For the file not open case (before)

  1. stat() to determine if path is directory
  2. generate random filename
  3. rename()
  4. unlink()

after:

  1. stat()
  2. unlink()

For the file open case (before)

  1. stat() to determine if path is directory
  2. generate random filename
  3. rename()
  4. unlink()

after:

  1. stat()
  2. unlink()
  3. generate random filename
  4. rename()
  5. unlink()

There is also a scenario where the unlink fails due to the file being
marked as read-only. In this case we also introduce an extra unlink()
call. However, I reckon the common case is the file isn't marked as
read-only and skipping the random generation and rename is worth it.

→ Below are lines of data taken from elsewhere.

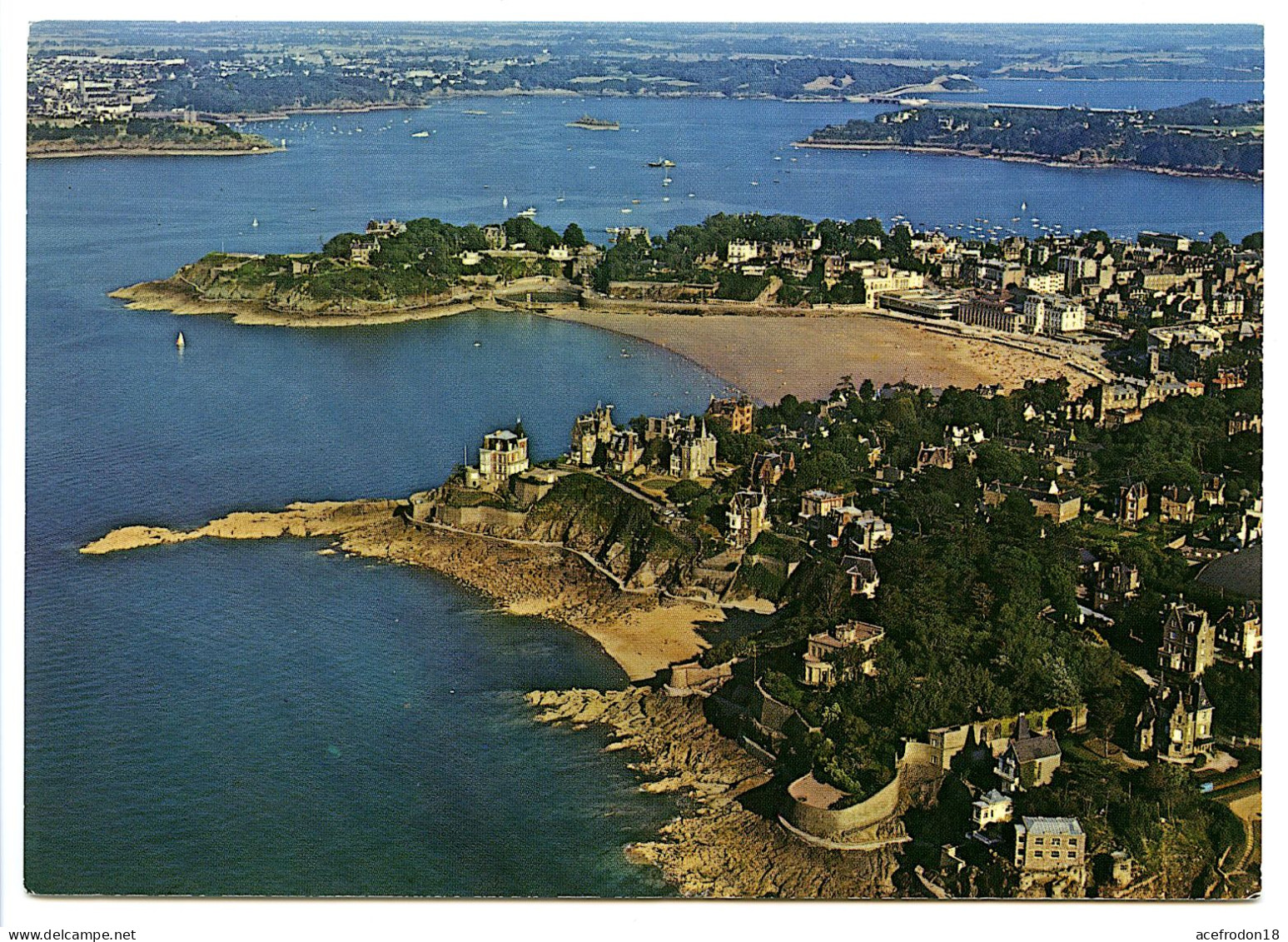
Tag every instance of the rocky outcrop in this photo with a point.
(321, 518)
(716, 847)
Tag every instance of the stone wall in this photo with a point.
(485, 520)
(855, 824)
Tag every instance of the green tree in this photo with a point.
(574, 236)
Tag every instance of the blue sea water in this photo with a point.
(241, 718)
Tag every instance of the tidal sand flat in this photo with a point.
(770, 357)
(642, 631)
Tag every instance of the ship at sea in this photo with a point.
(594, 124)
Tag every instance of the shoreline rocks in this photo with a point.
(715, 847)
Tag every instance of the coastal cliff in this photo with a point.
(718, 845)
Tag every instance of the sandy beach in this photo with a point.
(643, 633)
(765, 353)
(769, 357)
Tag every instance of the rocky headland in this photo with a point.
(716, 845)
(642, 630)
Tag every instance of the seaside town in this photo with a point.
(626, 461)
(997, 640)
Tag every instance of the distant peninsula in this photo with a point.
(141, 137)
(1198, 139)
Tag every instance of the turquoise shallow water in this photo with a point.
(256, 718)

I /think/ this change makes bulk file writing on Windows faster. This
is because vfs.call calls unlink() when a file is opened for
writing. When writing a few hundred files files as part of a clone or
working directory update, the extra system calls can matter.
win32.unlink() did show up in performance profiles, which is what
caused me to look at this code. But I/O performance is hard to measure
and I'm not sure if the ~30s off of ~620s for a stream clone unbundle
on the Firefox repo is indicative of real world performance. I do know
the new code uses fewer system calls and shouldn't be slower.

Diff Detail

Repository
rHG Mercurial
Lint
Lint Skipped
Unit
Unit Tests Skipped

Event Timeline

indygreg created this revision.Aug 31 2017, 6:32 PM

On my Windows desktop at home, this reduced hg debugapplystreamclonebundle for mozilla-unified from ~185s to ~160s. So that's 2 machines showing a wall time reduction for this operation.

quark accepted this revision.Sep 1 2017, 1:55 PM
quark added a subscriber: quark.

LGTM. Out of curious, which profiler did you use?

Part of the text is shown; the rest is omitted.